In the next chapter, we shall turn to the uniquely adult-human numerical world beyond 3. But before then, spare a thought for the very small number of individuals who have to live in a number-dependent society without having any sense of what numbers are.
BUTTERWORTH’S CASEBOOK
The British psychologist Brian Butterworth, who studies brain abnormalities, has collected a number of fascinating cases of individuals who have lost or never had any sense of number. He describes some of them in his 1999 book The Mathematical Brain (published in the United States as What Counts).
For instance, one of Butterworth’s examples, Signora Gaddi, suffered a stroke that left both her language and reasoning abilities intact, but completely destroyed her numerical capacity. She could not determine or estimate the number of objects in any collection. Moreover, she could only recite the number words up to four and, as a result, could only count the members of a collection of four or fewer objects.
Or consider Frau Huber, who had an operation to remove a tumor in her left parietal lobe. After the surgery, her general intelligence and language ability seemed just fine, but numbers literally had no meaning for her. She could not even be taught finger addition. She could recite the multiplication table, but it was just a “nonsense poem” to her. Although she was able to learn new arithmetical facts verbally, they had no meaning for her and she could not make any use of them. She was unable to work out any arithmetical fact.
Prior to her surgery, Frau Huber did have a number sense; but some individuals are born without it and are never able to acquire it. Another of Butterworth’s examples, whom he refers to as Charles, is a highly intelligent young man who earned a degree in psychology. But Charles has virtually no sense of numbers. Faced with simple arithmetic, his only recourse is to use his fingers. To perform any kind of calculation, he needs a calculator. The answer he gets means nothing to him. He is unable to tell which of two numbers is the larger. Forced to make such a comparison, he has to resort to counting to see which number he reaches first. If Charles is shown a collection of, say, three objects, he is unable to say how many there are, but must count them. When asked to add or subtract two numbers, he does so by counting on, but his performance is slow and erratic. In one test, he took eight seconds to add 8 and 6, and twelve seconds to subtract 2 from 6. He failed on 7 + 5 and on 9 + 4. Not surprisingly, it took Charles longer than usual to earn his degree.
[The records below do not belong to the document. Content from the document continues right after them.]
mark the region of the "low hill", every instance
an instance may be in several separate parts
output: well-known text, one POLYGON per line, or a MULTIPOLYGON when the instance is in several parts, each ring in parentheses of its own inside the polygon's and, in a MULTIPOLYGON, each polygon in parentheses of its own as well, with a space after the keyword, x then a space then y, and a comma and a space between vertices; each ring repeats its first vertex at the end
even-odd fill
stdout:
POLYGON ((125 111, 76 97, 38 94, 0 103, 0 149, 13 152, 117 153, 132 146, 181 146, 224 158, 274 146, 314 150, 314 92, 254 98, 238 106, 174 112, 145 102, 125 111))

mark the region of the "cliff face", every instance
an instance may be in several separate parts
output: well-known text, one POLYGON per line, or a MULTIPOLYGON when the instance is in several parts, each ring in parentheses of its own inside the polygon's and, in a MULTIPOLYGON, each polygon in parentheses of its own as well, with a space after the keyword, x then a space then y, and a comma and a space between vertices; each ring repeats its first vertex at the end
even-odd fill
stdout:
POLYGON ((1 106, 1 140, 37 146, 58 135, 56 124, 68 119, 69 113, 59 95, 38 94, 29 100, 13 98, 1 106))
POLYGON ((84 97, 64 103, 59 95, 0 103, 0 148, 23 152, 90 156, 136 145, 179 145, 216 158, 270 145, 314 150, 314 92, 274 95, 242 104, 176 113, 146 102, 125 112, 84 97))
Another highly intelligent individual having virtually no number sense is Julia. When Butterworth first examined her, she had completed a first university degree and was embarking on a postgraduate program. She could perform simple arithmetic only by using her fingers and was helpless when faced with numbers beyond the range of her hands. She had no sense of fractions or of the basic arithmetical properties—for example, she did not know that 3 × (2 + 5) is the same as (3 × 2) + (3 x 5). She was able to count 1, 2, 3, etc., but could not count in threes except by counting in ones and stressing every third number: one, two, three, four, five, six, seven,... Unlike Charles, however, she was able to compare two numbers to see which was the larger.
People like Charles and Julia suggest that number sense is not something that can be learned. Despite having the intelligence to earn college degrees, they were unable to acquire a sense of number. They could learn facts about numbers, but those facts had no meaning for them.